Identified female at birth, recognise your own gender as female, yet find that other people interpret your appearance and behaviour as male? Again, I have to ask – are you really living as a woman? And if you’re not living according to the social demands of the sex assigned to you at birth, how are you going to smash the gender binary?
Because apparently Radfem 2012 is some sort of social homeopathy. It’s a teeny-tiny drop of gender essentialist thinking that will (by a mechanism to be confirmed at a later date) ultimately destroy gender essentialism in culture at large. And if you think that sounds absurd, it’s probably because you’re some sort of fun-feminist dilettante pandering to patriarchy.
There are three really good reasons to object to Radfem 2012’s exclusion of transgender people. The first is a simple matter of justice: trans people experience violence and objectification based on their gender.

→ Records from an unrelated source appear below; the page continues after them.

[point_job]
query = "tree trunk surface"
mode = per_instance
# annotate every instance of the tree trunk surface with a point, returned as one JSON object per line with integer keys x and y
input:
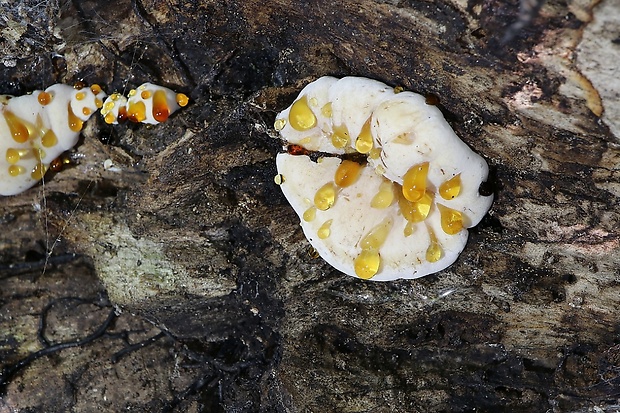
{"x": 179, "y": 278}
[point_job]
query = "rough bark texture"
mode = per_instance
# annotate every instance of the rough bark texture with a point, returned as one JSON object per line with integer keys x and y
{"x": 181, "y": 280}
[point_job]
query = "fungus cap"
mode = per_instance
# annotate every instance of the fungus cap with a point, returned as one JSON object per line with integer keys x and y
{"x": 404, "y": 210}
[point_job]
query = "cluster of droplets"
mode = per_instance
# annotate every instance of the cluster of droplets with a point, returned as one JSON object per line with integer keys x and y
{"x": 414, "y": 195}
{"x": 35, "y": 129}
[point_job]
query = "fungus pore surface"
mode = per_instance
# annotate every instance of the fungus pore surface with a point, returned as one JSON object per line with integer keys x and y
{"x": 37, "y": 128}
{"x": 392, "y": 189}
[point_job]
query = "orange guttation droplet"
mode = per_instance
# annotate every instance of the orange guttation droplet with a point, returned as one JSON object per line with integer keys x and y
{"x": 434, "y": 251}
{"x": 347, "y": 173}
{"x": 451, "y": 188}
{"x": 44, "y": 98}
{"x": 451, "y": 220}
{"x": 161, "y": 111}
{"x": 75, "y": 123}
{"x": 96, "y": 89}
{"x": 38, "y": 171}
{"x": 414, "y": 182}
{"x": 49, "y": 139}
{"x": 17, "y": 127}
{"x": 12, "y": 155}
{"x": 416, "y": 211}
{"x": 182, "y": 99}
{"x": 136, "y": 111}
{"x": 301, "y": 116}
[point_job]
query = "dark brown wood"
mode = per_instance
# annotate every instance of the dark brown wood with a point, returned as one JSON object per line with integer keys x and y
{"x": 189, "y": 236}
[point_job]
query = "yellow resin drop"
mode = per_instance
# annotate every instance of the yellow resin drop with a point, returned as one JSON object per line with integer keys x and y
{"x": 300, "y": 116}
{"x": 434, "y": 251}
{"x": 347, "y": 173}
{"x": 340, "y": 136}
{"x": 325, "y": 196}
{"x": 309, "y": 214}
{"x": 414, "y": 182}
{"x": 17, "y": 127}
{"x": 367, "y": 264}
{"x": 375, "y": 238}
{"x": 75, "y": 123}
{"x": 451, "y": 220}
{"x": 12, "y": 156}
{"x": 325, "y": 229}
{"x": 416, "y": 211}
{"x": 451, "y": 188}
{"x": 279, "y": 124}
{"x": 363, "y": 143}
{"x": 385, "y": 197}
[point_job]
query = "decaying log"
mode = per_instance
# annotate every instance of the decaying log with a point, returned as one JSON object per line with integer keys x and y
{"x": 220, "y": 305}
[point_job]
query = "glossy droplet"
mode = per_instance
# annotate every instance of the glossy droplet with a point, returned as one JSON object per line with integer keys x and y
{"x": 279, "y": 124}
{"x": 49, "y": 139}
{"x": 161, "y": 111}
{"x": 12, "y": 156}
{"x": 347, "y": 173}
{"x": 325, "y": 196}
{"x": 434, "y": 251}
{"x": 451, "y": 220}
{"x": 136, "y": 112}
{"x": 182, "y": 99}
{"x": 44, "y": 98}
{"x": 363, "y": 143}
{"x": 16, "y": 170}
{"x": 340, "y": 136}
{"x": 375, "y": 238}
{"x": 451, "y": 188}
{"x": 416, "y": 211}
{"x": 17, "y": 127}
{"x": 367, "y": 264}
{"x": 75, "y": 123}
{"x": 414, "y": 182}
{"x": 385, "y": 197}
{"x": 38, "y": 171}
{"x": 300, "y": 116}
{"x": 409, "y": 229}
{"x": 325, "y": 229}
{"x": 309, "y": 214}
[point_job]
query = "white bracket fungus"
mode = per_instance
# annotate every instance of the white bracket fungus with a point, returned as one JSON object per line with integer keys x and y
{"x": 36, "y": 128}
{"x": 399, "y": 190}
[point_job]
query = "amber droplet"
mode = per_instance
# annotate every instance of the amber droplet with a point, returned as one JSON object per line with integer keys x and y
{"x": 44, "y": 98}
{"x": 414, "y": 182}
{"x": 75, "y": 123}
{"x": 347, "y": 173}
{"x": 451, "y": 220}
{"x": 367, "y": 264}
{"x": 17, "y": 127}
{"x": 451, "y": 188}
{"x": 325, "y": 196}
{"x": 434, "y": 251}
{"x": 363, "y": 143}
{"x": 416, "y": 211}
{"x": 161, "y": 111}
{"x": 49, "y": 139}
{"x": 182, "y": 99}
{"x": 301, "y": 116}
{"x": 136, "y": 111}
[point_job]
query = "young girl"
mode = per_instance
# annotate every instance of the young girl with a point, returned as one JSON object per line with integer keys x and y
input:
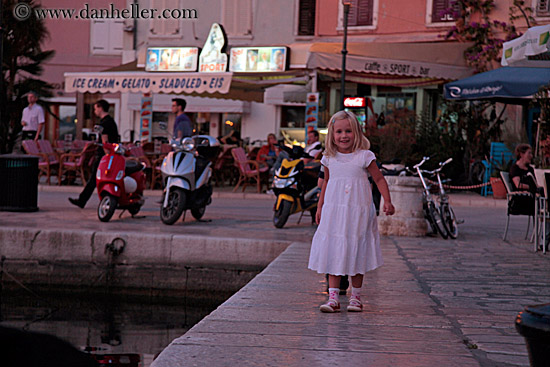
{"x": 347, "y": 240}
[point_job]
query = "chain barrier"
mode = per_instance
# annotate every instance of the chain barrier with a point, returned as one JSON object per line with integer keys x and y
{"x": 461, "y": 187}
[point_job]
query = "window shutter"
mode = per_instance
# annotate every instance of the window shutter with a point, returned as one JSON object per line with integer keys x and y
{"x": 543, "y": 8}
{"x": 306, "y": 18}
{"x": 99, "y": 37}
{"x": 164, "y": 26}
{"x": 237, "y": 17}
{"x": 360, "y": 13}
{"x": 440, "y": 6}
{"x": 115, "y": 36}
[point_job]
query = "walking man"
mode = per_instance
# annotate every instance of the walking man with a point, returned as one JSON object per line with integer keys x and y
{"x": 33, "y": 118}
{"x": 183, "y": 126}
{"x": 109, "y": 135}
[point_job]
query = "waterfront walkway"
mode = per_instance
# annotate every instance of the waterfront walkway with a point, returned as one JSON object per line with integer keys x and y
{"x": 434, "y": 302}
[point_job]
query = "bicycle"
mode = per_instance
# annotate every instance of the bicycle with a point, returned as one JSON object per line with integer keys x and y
{"x": 442, "y": 219}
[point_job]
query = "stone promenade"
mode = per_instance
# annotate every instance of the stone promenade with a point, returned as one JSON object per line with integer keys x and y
{"x": 434, "y": 302}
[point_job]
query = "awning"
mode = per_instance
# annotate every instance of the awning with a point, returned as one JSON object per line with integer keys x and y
{"x": 444, "y": 60}
{"x": 163, "y": 103}
{"x": 533, "y": 42}
{"x": 503, "y": 84}
{"x": 142, "y": 82}
{"x": 130, "y": 78}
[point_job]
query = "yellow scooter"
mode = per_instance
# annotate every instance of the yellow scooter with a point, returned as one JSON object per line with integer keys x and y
{"x": 295, "y": 185}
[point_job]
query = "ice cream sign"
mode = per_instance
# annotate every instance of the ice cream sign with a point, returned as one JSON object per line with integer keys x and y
{"x": 212, "y": 57}
{"x": 172, "y": 59}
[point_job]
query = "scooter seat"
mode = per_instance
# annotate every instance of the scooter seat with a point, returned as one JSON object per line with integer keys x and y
{"x": 132, "y": 167}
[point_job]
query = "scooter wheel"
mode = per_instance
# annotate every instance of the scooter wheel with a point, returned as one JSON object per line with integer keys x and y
{"x": 176, "y": 204}
{"x": 107, "y": 207}
{"x": 281, "y": 215}
{"x": 197, "y": 213}
{"x": 134, "y": 209}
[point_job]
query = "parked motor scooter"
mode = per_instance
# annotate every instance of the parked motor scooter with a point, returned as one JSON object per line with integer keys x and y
{"x": 186, "y": 176}
{"x": 120, "y": 183}
{"x": 295, "y": 185}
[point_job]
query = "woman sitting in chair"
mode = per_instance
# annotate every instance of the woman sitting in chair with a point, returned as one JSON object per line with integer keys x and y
{"x": 521, "y": 172}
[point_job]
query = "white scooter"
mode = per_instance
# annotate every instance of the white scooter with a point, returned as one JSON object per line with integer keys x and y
{"x": 186, "y": 176}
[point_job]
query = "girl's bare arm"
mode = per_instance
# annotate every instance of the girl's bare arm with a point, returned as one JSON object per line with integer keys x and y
{"x": 382, "y": 185}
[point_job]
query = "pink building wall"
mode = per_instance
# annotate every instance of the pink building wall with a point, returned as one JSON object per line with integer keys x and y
{"x": 70, "y": 38}
{"x": 398, "y": 21}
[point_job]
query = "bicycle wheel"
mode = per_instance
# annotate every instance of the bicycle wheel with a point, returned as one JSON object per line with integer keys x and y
{"x": 449, "y": 220}
{"x": 436, "y": 220}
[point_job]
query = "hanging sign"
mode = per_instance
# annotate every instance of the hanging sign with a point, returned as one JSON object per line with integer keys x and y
{"x": 172, "y": 59}
{"x": 213, "y": 57}
{"x": 146, "y": 117}
{"x": 312, "y": 112}
{"x": 258, "y": 59}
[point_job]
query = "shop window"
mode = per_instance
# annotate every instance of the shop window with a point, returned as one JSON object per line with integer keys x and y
{"x": 306, "y": 18}
{"x": 438, "y": 10}
{"x": 237, "y": 17}
{"x": 293, "y": 117}
{"x": 161, "y": 26}
{"x": 542, "y": 8}
{"x": 106, "y": 36}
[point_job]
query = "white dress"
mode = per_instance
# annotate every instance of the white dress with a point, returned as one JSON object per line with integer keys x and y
{"x": 347, "y": 240}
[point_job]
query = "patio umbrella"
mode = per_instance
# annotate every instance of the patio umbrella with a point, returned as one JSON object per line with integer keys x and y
{"x": 514, "y": 85}
{"x": 534, "y": 41}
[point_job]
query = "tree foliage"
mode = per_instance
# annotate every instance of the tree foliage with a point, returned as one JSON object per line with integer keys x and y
{"x": 21, "y": 67}
{"x": 474, "y": 24}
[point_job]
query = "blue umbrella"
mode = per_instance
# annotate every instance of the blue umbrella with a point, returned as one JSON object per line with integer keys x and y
{"x": 506, "y": 84}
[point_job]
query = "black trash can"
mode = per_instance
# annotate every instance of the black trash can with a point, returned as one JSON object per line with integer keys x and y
{"x": 18, "y": 183}
{"x": 533, "y": 323}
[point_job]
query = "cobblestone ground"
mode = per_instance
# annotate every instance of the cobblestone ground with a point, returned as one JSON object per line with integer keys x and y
{"x": 479, "y": 282}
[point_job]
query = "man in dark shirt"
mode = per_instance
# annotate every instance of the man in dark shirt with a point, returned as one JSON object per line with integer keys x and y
{"x": 108, "y": 135}
{"x": 183, "y": 126}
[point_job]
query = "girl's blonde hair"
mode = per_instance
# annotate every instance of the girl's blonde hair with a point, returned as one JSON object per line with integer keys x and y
{"x": 360, "y": 141}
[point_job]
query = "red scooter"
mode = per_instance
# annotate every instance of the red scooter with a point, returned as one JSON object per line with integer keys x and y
{"x": 120, "y": 183}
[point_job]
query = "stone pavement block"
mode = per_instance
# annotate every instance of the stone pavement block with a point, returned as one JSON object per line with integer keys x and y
{"x": 266, "y": 356}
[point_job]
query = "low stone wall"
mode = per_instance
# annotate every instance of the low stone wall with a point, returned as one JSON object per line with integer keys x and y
{"x": 408, "y": 220}
{"x": 147, "y": 264}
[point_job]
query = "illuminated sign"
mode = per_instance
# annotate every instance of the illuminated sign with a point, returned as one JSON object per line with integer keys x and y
{"x": 355, "y": 102}
{"x": 172, "y": 59}
{"x": 213, "y": 58}
{"x": 258, "y": 59}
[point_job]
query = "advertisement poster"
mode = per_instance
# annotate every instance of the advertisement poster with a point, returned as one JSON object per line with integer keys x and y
{"x": 258, "y": 59}
{"x": 146, "y": 116}
{"x": 172, "y": 59}
{"x": 312, "y": 112}
{"x": 212, "y": 57}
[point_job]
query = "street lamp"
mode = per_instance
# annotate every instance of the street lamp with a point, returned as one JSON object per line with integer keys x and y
{"x": 346, "y": 5}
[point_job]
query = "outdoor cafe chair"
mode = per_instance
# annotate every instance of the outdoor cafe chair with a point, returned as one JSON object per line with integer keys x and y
{"x": 249, "y": 170}
{"x": 518, "y": 203}
{"x": 77, "y": 163}
{"x": 44, "y": 164}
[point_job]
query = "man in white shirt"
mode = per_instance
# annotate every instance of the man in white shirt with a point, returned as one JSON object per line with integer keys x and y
{"x": 33, "y": 118}
{"x": 314, "y": 147}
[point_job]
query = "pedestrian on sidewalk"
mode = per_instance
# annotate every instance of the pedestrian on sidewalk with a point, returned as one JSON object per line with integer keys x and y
{"x": 33, "y": 118}
{"x": 108, "y": 135}
{"x": 347, "y": 239}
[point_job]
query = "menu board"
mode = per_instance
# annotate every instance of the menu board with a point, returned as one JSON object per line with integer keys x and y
{"x": 172, "y": 59}
{"x": 258, "y": 59}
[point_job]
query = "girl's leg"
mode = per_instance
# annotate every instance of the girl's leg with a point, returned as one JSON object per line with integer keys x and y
{"x": 355, "y": 304}
{"x": 333, "y": 304}
{"x": 334, "y": 281}
{"x": 357, "y": 281}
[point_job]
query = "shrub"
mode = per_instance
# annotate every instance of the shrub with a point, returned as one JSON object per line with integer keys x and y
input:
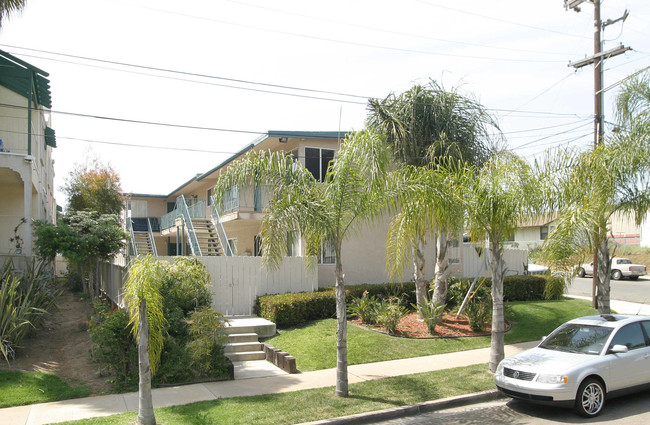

Any feminism worth supporting recognises that, and embraces trans rights as part of its own mission.
The second is an issue of logical consistency: you can’t claim to be destroying gender, while bitterly enforcing it in its most limited sense through your attendance criteria.
And the third is pure self-interest: as a cis woman (that is, born female, identified by others as female and experiencing my own gender as female), the testament of trans women is one of the best guides I have to the social and biological vagaries of gender.
Anyone who’s interested in how gender is formed and functions (as the radfems claim to be) should be paying sympathetic attention to trans voices. (For starters, I’d strongly recommend reading Whipping Girl by Julia Serano.) That feels to me like the truly radical side of gender politics. Insisting that your doctrinaire view of other people’s identities is the right one, and strictly policing it? I think the guys who did that used to be called the patriarchy.